Risks, uncertainties and other factors involved with forward-looking information could cause actual events, results, performance, prospects and opportunities to differ materially from those expressed or implied by such forward-looking information, including; risks that the Arrangement will not close as anticipated or at all, risks that required shareholder, regulatory or other approvals will not be obtained or may be materially delayed, risks that the synergies expected as a result of the Transaction will not be realized as anticipated or at all, integration risks following completion of the Transaction, risks associated with general economic conditions, including adverse conditions resulting from the ongoing COVID-19 pandemic and the resulting government policies restricting mobility, assembly or contact with actual and potential customers and suppliers; future legislative and regulatory developments; inability to access sufficient capital on favourable terms or at all, and such other risks identified in Choom’s and Phivida’s most recent management’s discussions and analysis filed with Canadian securities regulators and which are available on Choom’s and Phivida’s respective issuer profile on SEDAR at www.sedar.com. Readers are cautioned that the foregoing list of factors is not exhaustive.
The forward-looking statements included in this news release are made as of the date of this news release and Choom and Phivida do not undertake an obligation to publicly update such forward-looking information or forward-looking information to reflect new information, subsequent events or otherwise unless required by applicable securities laws. There can be no assurance that the Transaction will occur, or that it will occur on the terms and conditions contemplated in this news release. The Transaction could be modified, restructured or terminated. Actual results could differ materially from those currently anticipated due to a number of factors and risks. Completion of the Transaction is subject to a number of conditions, including but not limited to the approval of the Canadian Securities Exchange and the approval of shareholders of Phivida. The Transaction cannot close until the required shareholder, court and regulatory approval is obtained.
There can be no assurance that the Transaction will be completed as proposed or at all.

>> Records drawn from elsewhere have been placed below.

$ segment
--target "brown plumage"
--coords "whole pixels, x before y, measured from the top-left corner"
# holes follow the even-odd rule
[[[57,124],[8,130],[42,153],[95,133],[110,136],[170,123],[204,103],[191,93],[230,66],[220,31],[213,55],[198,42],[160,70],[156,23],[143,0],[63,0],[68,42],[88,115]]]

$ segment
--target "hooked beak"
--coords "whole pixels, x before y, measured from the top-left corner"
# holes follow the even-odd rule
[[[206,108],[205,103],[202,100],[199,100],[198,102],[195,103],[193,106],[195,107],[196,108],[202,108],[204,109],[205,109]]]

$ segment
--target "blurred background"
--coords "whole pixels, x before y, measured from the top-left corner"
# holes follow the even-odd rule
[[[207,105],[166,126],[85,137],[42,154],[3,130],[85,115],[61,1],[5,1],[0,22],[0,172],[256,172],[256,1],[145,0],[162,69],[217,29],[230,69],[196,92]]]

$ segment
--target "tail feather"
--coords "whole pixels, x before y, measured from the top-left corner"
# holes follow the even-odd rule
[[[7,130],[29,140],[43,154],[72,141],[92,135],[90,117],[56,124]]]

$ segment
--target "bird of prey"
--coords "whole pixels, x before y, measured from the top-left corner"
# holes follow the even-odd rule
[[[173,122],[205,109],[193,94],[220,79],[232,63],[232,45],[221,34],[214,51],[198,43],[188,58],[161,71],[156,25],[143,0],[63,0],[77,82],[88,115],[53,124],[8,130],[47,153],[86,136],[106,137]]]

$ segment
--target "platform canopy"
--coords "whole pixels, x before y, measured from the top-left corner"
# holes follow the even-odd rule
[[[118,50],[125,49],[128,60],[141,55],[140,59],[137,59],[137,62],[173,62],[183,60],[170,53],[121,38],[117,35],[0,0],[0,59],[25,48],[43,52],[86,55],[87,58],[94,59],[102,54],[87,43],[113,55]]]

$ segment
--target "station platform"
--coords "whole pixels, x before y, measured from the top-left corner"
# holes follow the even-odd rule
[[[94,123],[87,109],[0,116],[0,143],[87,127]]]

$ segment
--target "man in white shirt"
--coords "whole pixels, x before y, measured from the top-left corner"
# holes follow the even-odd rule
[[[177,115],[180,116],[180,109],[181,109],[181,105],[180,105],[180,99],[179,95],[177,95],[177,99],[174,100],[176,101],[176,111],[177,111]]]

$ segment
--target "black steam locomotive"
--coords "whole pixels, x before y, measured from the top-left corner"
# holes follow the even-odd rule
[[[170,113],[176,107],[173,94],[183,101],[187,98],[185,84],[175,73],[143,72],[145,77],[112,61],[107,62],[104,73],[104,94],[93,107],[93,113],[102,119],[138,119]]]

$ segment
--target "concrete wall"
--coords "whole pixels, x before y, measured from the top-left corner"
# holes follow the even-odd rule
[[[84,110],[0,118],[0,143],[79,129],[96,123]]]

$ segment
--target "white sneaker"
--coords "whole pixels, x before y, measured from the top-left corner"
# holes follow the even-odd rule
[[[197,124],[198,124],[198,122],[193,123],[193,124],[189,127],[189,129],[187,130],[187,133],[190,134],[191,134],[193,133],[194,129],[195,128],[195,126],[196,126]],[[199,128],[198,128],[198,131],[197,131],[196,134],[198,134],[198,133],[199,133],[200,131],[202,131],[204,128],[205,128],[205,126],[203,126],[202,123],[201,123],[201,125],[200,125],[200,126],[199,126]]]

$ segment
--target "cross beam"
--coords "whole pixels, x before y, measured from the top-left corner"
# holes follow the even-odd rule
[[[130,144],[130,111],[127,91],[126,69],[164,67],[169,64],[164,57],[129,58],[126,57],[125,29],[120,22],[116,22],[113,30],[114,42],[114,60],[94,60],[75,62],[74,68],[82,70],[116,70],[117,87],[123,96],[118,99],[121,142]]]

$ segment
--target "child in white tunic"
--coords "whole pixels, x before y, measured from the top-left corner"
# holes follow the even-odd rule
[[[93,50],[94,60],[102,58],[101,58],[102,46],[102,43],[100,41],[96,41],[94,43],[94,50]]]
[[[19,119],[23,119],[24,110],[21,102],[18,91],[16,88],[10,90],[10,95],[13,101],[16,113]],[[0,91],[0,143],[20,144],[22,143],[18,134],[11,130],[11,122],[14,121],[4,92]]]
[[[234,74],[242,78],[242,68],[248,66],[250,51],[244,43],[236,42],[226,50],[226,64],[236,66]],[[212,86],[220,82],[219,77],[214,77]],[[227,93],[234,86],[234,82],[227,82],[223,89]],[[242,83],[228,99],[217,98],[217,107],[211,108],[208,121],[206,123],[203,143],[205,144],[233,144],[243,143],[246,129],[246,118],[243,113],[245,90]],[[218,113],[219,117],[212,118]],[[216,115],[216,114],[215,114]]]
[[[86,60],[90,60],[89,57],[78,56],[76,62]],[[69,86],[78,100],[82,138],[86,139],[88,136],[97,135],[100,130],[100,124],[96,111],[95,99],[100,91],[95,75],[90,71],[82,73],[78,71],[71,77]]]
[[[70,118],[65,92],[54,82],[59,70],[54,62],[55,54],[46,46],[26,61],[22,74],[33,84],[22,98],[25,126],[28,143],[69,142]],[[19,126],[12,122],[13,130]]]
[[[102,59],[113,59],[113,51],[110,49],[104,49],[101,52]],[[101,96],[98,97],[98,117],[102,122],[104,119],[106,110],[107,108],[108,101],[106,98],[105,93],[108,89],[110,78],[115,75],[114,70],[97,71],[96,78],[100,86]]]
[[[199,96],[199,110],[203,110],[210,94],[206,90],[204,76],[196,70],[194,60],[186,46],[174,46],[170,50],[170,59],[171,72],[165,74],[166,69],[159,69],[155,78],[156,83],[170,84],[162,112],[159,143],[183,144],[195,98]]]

Investors are cautioned that, except as disclosed in the management information circular to be prepared in connection with a meeting of Phivida shareholders to consider the Transaction, any information released or received with respect to the Transaction may not be accurate or complete and should not be relied upon. The Canadian Securities Exchange has in no way passed upon the merits of the Transaction, and has neither approved nor disapproved the contents of this news release.